How should I answer my granddaughter’s questions about politics and voting?

Should I tell her that politics doesn’t matter, as politicians are liars and cheats who tell you what you want to hear and service only their buddies and donors when elected?

Or tell her to take voting seriously, as it is a proven way to resolve differences without the use of a gun?

How to tell her if she doesn’t vote, she doesn’t count?

How to select a candidate who is forthright, open-minded and an attentive listener?

Is the candidate a progressive thinker, knowledgeable in the political process and committed to doing the right thing?

By voting, she hires the candidate to spend her tax money.

Does the candidate have relevant experience?

People don’t hire doctors to fix their roof, nor hire roofers to take out an appendix.

Does the candidate demonstrate empathy and consider the needs of all, or only their friends, who will have the most influence after the election is over?

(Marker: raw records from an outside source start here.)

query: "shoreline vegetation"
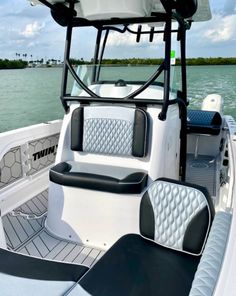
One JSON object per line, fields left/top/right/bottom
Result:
{"left": 0, "top": 59, "right": 28, "bottom": 69}
{"left": 0, "top": 57, "right": 236, "bottom": 69}
{"left": 75, "top": 57, "right": 236, "bottom": 66}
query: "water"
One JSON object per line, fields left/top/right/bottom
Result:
{"left": 0, "top": 65, "right": 235, "bottom": 133}
{"left": 0, "top": 68, "right": 64, "bottom": 133}
{"left": 186, "top": 65, "right": 236, "bottom": 116}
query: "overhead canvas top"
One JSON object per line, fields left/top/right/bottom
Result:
{"left": 188, "top": 0, "right": 212, "bottom": 22}
{"left": 29, "top": 0, "right": 211, "bottom": 22}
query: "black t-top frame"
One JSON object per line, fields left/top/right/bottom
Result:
{"left": 37, "top": 0, "right": 197, "bottom": 180}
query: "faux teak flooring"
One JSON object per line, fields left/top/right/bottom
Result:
{"left": 3, "top": 189, "right": 104, "bottom": 267}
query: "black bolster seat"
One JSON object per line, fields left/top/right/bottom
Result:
{"left": 50, "top": 162, "right": 147, "bottom": 194}
{"left": 187, "top": 109, "right": 222, "bottom": 135}
{"left": 79, "top": 178, "right": 215, "bottom": 296}
{"left": 50, "top": 106, "right": 148, "bottom": 194}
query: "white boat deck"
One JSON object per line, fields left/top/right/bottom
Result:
{"left": 2, "top": 190, "right": 105, "bottom": 267}
{"left": 2, "top": 154, "right": 218, "bottom": 267}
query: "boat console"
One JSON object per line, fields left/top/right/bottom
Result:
{"left": 47, "top": 102, "right": 181, "bottom": 248}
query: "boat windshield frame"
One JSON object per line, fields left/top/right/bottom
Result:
{"left": 37, "top": 1, "right": 191, "bottom": 113}
{"left": 62, "top": 16, "right": 189, "bottom": 114}
{"left": 36, "top": 0, "right": 193, "bottom": 180}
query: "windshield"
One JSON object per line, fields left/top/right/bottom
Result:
{"left": 66, "top": 23, "right": 180, "bottom": 100}
{"left": 71, "top": 64, "right": 165, "bottom": 96}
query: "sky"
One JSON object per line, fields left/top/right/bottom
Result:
{"left": 0, "top": 0, "right": 235, "bottom": 61}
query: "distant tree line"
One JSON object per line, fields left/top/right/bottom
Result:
{"left": 1, "top": 57, "right": 236, "bottom": 70}
{"left": 0, "top": 59, "right": 28, "bottom": 69}
{"left": 70, "top": 58, "right": 86, "bottom": 65}
{"left": 101, "top": 58, "right": 162, "bottom": 65}
{"left": 184, "top": 57, "right": 236, "bottom": 66}
{"left": 70, "top": 57, "right": 236, "bottom": 66}
{"left": 101, "top": 57, "right": 236, "bottom": 66}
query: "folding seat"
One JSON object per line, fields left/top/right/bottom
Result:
{"left": 187, "top": 110, "right": 223, "bottom": 158}
{"left": 79, "top": 178, "right": 215, "bottom": 296}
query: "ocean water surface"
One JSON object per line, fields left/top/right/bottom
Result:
{"left": 0, "top": 65, "right": 235, "bottom": 133}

Birds of a feather do flock together.

Does the candidate have a broad perspective of all the issues such as the environment, water, education and local infrastructure for life and commerce?

Or focus on hot-button issues over which they have no direct control or oversight such as opioid addiction?

Does the candidate dollarize the issues rather than address those issues that impact our lives?

Our local track record of spending public money on proxies like KPly, HarborWorks or the Clallam County Economic Development Council [now the Economic Development Corp.] has been dismal.